To recap: National Security Adviser Mike Waltz accidentally added Atlantic Editor in Chief Jeffrey Goldberg to a White House group chat for planning an upcoming military campaign in Yemen. After Goldberg reported on the existence of the group chat on Monday—without revealing much about its contents—the embarrassed Trump administration downplayed how sensitive it was.

White House press secretary Karoline Leavitt, Director of National Intelligence Tulsi Gabbard, and CIA Director John Ratcliffe all insisted that there was nothing "classified" in the text messages.
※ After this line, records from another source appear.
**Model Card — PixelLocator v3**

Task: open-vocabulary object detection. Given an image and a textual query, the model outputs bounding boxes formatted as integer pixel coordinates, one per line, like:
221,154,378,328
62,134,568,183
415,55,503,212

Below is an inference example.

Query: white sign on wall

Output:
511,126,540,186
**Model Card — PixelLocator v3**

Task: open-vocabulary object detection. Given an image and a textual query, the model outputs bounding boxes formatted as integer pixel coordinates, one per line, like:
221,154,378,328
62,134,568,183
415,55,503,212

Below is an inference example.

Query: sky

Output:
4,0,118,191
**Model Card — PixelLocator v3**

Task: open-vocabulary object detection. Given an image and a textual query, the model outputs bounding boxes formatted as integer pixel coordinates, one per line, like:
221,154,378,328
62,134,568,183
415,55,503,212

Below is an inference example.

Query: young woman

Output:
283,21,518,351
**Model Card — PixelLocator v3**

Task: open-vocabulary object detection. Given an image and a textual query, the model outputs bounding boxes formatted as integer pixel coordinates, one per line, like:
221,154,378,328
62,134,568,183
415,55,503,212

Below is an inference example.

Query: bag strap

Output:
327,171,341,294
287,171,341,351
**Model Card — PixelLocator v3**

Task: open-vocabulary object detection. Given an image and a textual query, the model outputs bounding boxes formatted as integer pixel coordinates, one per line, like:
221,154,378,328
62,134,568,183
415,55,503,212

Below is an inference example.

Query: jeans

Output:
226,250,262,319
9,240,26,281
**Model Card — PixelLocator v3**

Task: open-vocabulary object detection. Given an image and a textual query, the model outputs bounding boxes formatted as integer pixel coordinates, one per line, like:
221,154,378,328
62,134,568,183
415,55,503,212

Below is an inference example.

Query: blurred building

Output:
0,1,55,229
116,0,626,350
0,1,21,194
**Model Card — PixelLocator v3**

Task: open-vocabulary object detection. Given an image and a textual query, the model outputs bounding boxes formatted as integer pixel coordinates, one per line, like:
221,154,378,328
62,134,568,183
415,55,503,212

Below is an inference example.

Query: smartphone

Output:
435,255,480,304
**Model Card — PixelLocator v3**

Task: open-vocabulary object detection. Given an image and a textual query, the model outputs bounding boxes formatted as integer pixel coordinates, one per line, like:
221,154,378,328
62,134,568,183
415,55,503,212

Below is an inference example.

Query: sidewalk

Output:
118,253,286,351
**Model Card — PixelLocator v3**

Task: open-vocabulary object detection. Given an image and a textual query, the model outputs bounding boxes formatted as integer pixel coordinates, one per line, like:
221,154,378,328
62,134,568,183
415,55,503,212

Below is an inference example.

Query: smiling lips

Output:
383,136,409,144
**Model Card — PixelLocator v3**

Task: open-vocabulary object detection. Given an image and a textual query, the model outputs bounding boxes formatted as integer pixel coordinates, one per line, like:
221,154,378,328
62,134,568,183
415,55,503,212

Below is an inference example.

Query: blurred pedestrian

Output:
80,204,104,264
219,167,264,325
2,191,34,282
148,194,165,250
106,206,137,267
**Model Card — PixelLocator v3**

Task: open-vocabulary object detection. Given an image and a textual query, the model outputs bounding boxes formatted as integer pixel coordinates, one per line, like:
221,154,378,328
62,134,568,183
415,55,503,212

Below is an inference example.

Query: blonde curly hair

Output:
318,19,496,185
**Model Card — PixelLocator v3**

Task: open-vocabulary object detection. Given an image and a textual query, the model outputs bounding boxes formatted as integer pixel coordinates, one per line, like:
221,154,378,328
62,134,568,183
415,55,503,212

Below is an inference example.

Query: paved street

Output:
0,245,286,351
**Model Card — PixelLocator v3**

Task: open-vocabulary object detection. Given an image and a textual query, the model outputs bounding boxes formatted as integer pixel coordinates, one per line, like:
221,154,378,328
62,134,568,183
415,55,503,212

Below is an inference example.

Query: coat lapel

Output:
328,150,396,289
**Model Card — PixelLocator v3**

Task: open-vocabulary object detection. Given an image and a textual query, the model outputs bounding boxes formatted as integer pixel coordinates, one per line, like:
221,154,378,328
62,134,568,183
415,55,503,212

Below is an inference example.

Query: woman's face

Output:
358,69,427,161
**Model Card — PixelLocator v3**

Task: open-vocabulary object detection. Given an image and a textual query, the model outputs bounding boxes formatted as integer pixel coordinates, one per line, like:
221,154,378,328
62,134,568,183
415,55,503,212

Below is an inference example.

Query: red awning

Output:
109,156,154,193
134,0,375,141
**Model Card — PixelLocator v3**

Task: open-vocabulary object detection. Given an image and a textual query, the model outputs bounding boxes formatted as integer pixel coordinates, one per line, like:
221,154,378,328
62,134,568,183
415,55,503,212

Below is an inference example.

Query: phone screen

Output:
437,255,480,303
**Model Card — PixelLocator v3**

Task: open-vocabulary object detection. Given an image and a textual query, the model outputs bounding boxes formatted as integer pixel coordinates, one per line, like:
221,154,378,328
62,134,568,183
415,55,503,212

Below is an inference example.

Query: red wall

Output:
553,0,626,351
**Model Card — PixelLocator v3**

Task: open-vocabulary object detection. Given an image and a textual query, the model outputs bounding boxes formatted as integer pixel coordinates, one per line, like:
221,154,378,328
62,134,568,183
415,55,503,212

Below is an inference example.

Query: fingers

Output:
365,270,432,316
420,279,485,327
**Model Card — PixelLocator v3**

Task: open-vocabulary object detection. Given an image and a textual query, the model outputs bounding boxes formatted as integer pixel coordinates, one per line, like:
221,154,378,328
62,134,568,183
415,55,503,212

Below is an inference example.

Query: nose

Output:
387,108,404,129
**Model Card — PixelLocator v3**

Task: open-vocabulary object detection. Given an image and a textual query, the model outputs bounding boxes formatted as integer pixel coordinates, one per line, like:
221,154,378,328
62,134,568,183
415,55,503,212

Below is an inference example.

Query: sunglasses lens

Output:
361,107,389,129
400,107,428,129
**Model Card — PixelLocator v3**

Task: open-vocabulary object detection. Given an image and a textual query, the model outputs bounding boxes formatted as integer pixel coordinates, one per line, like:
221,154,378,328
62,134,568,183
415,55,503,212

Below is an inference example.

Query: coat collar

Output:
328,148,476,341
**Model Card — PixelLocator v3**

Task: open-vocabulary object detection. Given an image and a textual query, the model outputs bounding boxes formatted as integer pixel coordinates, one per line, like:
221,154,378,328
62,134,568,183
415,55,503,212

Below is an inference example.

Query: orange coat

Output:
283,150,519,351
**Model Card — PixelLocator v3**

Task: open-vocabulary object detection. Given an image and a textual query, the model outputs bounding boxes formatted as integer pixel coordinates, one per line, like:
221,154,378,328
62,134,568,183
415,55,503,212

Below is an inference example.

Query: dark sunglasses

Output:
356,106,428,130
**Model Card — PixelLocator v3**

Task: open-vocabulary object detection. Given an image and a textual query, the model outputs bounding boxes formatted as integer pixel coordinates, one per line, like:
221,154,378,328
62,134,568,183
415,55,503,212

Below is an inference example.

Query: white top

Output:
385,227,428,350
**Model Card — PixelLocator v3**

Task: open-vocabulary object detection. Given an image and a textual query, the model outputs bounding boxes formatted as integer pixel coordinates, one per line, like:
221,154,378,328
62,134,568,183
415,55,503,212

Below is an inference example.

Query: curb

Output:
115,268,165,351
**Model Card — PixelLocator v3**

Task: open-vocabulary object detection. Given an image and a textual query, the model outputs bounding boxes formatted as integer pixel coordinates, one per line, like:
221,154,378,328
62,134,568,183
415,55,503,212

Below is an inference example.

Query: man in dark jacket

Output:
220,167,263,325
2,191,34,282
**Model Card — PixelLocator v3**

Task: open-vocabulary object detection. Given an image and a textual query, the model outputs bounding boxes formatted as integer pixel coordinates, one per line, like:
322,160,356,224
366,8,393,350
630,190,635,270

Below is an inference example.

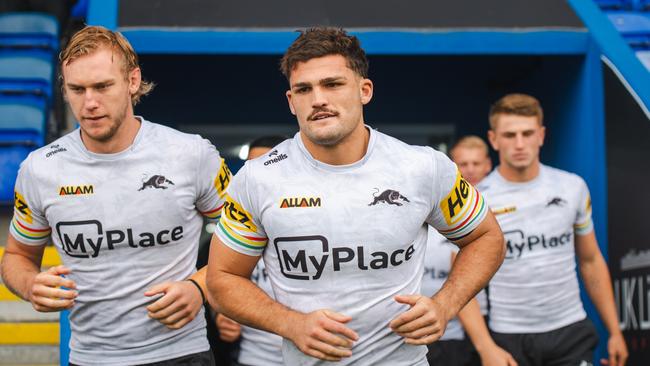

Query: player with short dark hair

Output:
478,94,628,366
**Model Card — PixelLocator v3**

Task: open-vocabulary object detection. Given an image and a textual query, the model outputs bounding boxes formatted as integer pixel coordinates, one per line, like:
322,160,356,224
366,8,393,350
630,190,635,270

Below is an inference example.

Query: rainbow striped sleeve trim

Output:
201,203,223,222
438,185,488,241
9,216,52,245
573,217,594,235
215,217,268,256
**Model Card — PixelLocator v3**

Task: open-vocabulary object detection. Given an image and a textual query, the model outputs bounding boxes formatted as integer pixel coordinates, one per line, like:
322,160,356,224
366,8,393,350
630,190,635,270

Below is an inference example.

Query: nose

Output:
515,134,524,149
84,88,99,110
311,88,327,108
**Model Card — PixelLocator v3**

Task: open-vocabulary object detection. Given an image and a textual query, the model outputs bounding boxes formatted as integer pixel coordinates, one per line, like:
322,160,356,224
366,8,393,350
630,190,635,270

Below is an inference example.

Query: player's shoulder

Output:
142,119,202,144
476,169,503,193
243,138,300,178
141,119,218,159
25,129,79,165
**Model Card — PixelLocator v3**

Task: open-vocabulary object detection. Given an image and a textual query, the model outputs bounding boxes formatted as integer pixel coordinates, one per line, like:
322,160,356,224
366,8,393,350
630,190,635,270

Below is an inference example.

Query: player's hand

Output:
478,344,517,366
389,295,448,345
600,332,629,366
217,314,241,343
29,266,77,312
144,281,203,329
287,310,359,361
On Wednesday morning, The Atlantic published the full transcript, with commentary complaining that this information would "typically" be classified and could have harmed U.S. troops had it "fallen into the wrong hands" before the campaign began.

Although The Atlantic meant to make the White House eat its words, the decision to publish on Wednesday also made several journalists eat theirs. Earlier in the week, mainstream media had praised Goldberg's "patriotic" decision not to report on the substance of the war plans.

"If somebody else had been added to this group chat, there were real national security concerns here," CNN Chief Media Analyst Brian Stelter said on TV. "Goldberg was patriotic. He didn't tell anybody. He didn't go out and share the war plans, of course. He just listened in and tried to figure out if this was real or not, and apparently it was all too real."

Meanwhile Stelter's colleague, CNN Chief National Security Analyst Jim Sciutto, spent his time arguing with Leavitt that the information should have been classified. Washington Post reporter Carol Leonnig similarly praised Goldberg "for treating the info more carefully than apparently the 'principles' overseeing U.S. security," referring to the White House Principals Committee.

Respect for government secrecy is apparently a virtue—which would make intrepid reporting a vice. Could the Pentagon Papers have been reported today? How about the secret National Security Agency mass surveillance programs leaked by Edward Snowden? Many mainstream journalists made it clear this week that they would avoid exposing such scandals, or only do so in order to push the government to be more careful with its secrets. 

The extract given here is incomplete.